Administrators with the California Department of Education stress that many of the irregularities are the product not of cheating, but of honest mistakes, such as forgetting to remove a chart of multiplication tables from a bulletin board during the test.

But if the behavior or oversight creates the possibility of an unfair advantage for at least 5 percent of a school’s students, the state determines that an “adult regularity” has occurred.

“In most instances … it isn’t intentional or malicious,” said John Boivin, administrator for the state’s Standardized Testing and Reporting (STAR) program. “The only time we use the word `cheating’ is for student cheating.”

In both South Bay incidents, however, it’s safe to say the teachers are accused of cheating.

At Adams Middle School, the case began with a tip from a parent who made an anonymous phone call to the school district.

The parent reported that the teacher, while administering a standardized math exam, gave the entire class of 35 eighth-graders the answer to a question, according to a state “irregularity report form” obtained by the Daily Breeze.

This triggered an investigation by district headquarters at Redondo Unified. Administrators went to the school and interviewed the teacher and some students. The officials concluded that the teacher was coaching students in the following ways:

Discussing the questions with individual students.

Reading the question aloud to the class and telling them to read the fine print.

Returning answer documents to students and encouraging them to check their answers.

At ICEF Inglewood, the investigation began with the discovery of a suspicious-looking sheet of paper accidentally left on a copy machine, Hudnut said. The document was taken to the office of the new principal, Shuron Owens-Lincoln, who suddenly faced a stark choice: conduct an investigation and risk schoolwide penalties during her first year on the job, or look the other way.

Ten students were interviewed in the ensuing investigation. The conclusion: The teacher created a study guide using specific test questions on the state’s fifth-grade standardized science test.

Hudnut, who spoke on behalf of the school, said he is proud of the leadership the new principal showed.

“It would have been far easier for her to sweep it under the rug,” he said. “It can be embarrassing, but we need to own it and we need to move on. … The bitter irony is, when you exclude the class, the (school’s) API went up significantly.”

For parents at Adams Middle School, the incident is old news, as the school district sent them a letter in July.
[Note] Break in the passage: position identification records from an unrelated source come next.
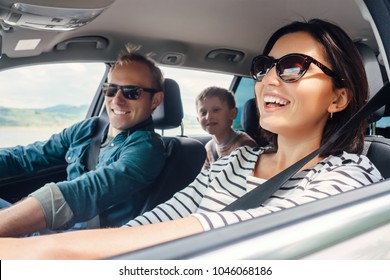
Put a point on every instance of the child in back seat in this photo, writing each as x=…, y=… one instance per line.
x=216, y=110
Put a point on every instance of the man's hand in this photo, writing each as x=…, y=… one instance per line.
x=22, y=218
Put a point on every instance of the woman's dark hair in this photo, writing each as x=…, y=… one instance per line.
x=345, y=60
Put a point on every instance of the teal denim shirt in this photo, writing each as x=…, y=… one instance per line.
x=115, y=189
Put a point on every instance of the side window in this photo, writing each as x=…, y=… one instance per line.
x=244, y=92
x=37, y=101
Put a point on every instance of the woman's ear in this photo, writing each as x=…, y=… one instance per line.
x=340, y=101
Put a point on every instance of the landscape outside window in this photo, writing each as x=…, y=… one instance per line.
x=37, y=101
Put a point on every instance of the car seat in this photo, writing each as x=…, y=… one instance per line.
x=186, y=156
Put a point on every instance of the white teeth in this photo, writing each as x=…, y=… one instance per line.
x=274, y=99
x=119, y=112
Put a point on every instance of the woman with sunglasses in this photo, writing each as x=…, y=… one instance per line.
x=308, y=82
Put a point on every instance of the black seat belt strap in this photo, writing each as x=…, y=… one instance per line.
x=214, y=150
x=257, y=196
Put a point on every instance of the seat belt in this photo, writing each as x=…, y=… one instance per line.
x=257, y=196
x=214, y=150
x=92, y=160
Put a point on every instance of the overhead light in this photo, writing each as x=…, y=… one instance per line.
x=48, y=18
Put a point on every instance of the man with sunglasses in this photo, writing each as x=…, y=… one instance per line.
x=131, y=157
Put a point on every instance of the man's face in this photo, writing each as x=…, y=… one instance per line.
x=125, y=113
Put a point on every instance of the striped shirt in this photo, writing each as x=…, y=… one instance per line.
x=227, y=180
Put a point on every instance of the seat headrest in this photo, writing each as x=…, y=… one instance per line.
x=373, y=72
x=169, y=114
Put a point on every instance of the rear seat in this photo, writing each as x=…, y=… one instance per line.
x=186, y=156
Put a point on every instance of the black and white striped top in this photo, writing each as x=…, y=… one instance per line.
x=227, y=180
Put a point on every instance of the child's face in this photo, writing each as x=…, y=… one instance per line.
x=215, y=116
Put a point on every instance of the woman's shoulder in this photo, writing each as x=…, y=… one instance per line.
x=348, y=158
x=349, y=162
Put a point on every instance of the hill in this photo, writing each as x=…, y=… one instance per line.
x=51, y=116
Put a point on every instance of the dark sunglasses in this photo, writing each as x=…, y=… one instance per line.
x=129, y=91
x=289, y=68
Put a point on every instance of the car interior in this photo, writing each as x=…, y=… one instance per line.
x=217, y=36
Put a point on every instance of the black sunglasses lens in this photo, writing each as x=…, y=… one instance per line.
x=292, y=68
x=110, y=91
x=260, y=67
x=131, y=93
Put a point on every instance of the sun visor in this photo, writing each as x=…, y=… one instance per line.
x=48, y=18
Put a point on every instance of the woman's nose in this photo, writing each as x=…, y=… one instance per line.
x=271, y=77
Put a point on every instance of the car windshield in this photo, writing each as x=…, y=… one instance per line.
x=46, y=103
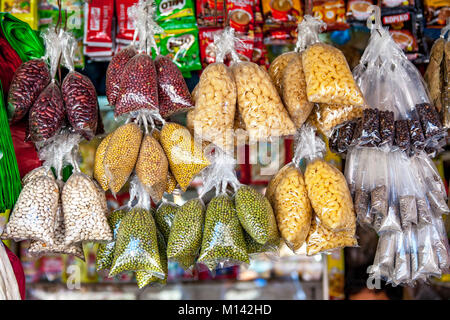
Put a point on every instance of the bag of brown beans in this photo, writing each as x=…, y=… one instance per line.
x=80, y=97
x=115, y=71
x=47, y=112
x=173, y=94
x=29, y=80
The letter stated that although the school would lose its overall API score for two years, the students will still receive individual results.
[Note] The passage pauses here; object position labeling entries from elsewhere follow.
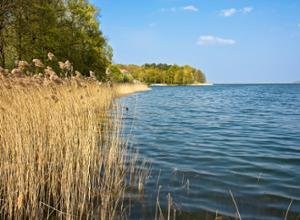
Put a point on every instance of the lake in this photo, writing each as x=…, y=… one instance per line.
x=204, y=142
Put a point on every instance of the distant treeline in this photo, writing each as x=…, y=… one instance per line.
x=68, y=28
x=158, y=73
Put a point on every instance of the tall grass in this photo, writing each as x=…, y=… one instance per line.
x=62, y=155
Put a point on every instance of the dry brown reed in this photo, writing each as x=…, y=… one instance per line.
x=62, y=155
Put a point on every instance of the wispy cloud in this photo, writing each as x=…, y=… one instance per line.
x=228, y=12
x=246, y=10
x=191, y=8
x=173, y=9
x=232, y=11
x=152, y=24
x=213, y=40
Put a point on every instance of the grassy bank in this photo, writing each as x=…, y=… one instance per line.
x=62, y=155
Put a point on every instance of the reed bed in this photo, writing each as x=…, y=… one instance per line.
x=62, y=154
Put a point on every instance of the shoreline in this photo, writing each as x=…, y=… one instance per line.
x=194, y=84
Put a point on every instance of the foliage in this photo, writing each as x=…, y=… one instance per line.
x=68, y=28
x=164, y=73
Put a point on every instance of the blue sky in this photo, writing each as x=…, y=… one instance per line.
x=232, y=41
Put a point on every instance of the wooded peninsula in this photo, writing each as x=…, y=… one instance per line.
x=157, y=73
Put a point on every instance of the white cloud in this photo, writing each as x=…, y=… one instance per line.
x=153, y=24
x=173, y=9
x=190, y=8
x=228, y=12
x=247, y=10
x=213, y=40
x=232, y=11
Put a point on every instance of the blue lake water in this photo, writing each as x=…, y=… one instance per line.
x=203, y=142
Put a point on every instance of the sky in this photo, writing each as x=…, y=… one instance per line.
x=231, y=41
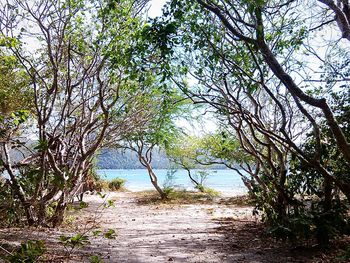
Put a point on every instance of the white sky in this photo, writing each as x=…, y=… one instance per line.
x=156, y=8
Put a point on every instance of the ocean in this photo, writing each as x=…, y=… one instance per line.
x=228, y=182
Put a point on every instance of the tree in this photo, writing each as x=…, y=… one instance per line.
x=162, y=109
x=250, y=62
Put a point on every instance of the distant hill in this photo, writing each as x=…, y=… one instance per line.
x=118, y=159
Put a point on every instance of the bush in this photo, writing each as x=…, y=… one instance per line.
x=116, y=184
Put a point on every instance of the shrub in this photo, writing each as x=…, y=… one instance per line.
x=116, y=184
x=29, y=252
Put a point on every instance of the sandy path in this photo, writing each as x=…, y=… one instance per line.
x=162, y=233
x=158, y=232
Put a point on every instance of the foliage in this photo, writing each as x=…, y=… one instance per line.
x=29, y=252
x=95, y=259
x=116, y=184
x=73, y=87
x=72, y=242
x=110, y=234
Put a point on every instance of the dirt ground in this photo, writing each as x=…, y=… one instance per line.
x=147, y=230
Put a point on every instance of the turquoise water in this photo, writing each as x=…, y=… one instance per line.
x=225, y=181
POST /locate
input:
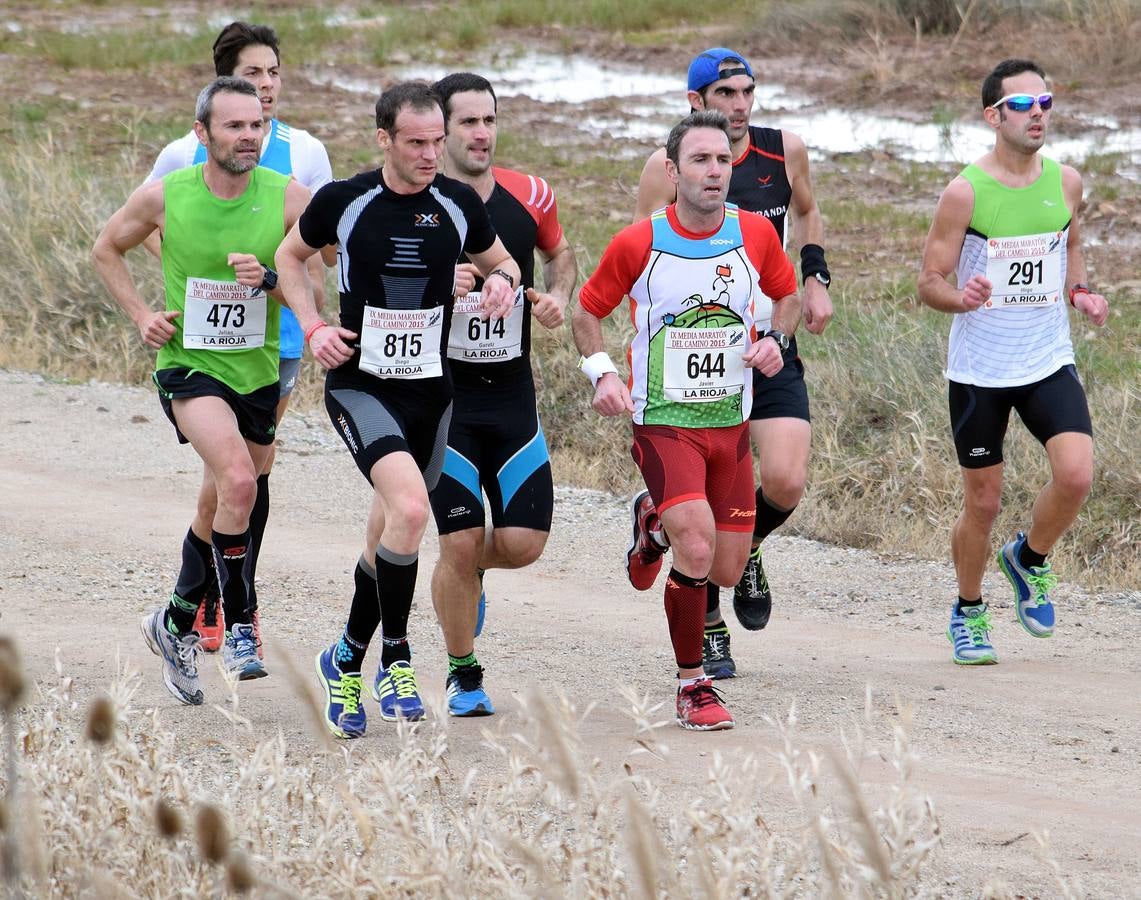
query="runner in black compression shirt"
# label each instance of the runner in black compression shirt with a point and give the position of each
(399, 233)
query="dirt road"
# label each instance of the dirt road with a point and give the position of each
(97, 496)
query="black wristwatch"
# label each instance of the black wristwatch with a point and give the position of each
(503, 275)
(779, 337)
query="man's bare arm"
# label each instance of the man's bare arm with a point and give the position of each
(655, 189)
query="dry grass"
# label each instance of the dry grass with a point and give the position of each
(121, 815)
(883, 473)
It also stated that the irregularity increases the likelihood that Adams will become a Program Improvement school under the federal No Child Left Behind Act. This essentially means parents would receive letters informing them of their right to send their children to another school.

“We are sure you share our disappointment,” said the letter.

Deepening the wound for some is the fact that the teacher was popular.

“I liked her,” said a parent who spoke on condition of anonymity. “I can’t say anything bad about her. … She was very well-organized.”

He added, “A lot of students complained that she is pretty strict. But these days, kids don’t want to learn like they did in my day.”

Redondo Beach Superintendent Steven Keller tried to put the matter into perspective.

“This is an isolated incident, and does not represent the thousands of hardworking and dedicated South Bay teachers working for the betterment of our youth,” he said.

Last year, Animo Leadership charter high school in Inglewood was similarly penalized after students told administrators that some of the answers on their test booklets had been changed. An investigation discovered an unusually high number of erasure marks on the test in question, indicating that the teacher had made changes to boost the class’s performance.

Statewide, although all of this year’s cases were self-reported, a small number of districts – about 130 – were audited at random by the California Department of Education, officials there said. The audits turned up no instances of irregularities. But this year’s effort marked a return to conducting state audits, which ended for three years starting in 2009 due to budget cuts.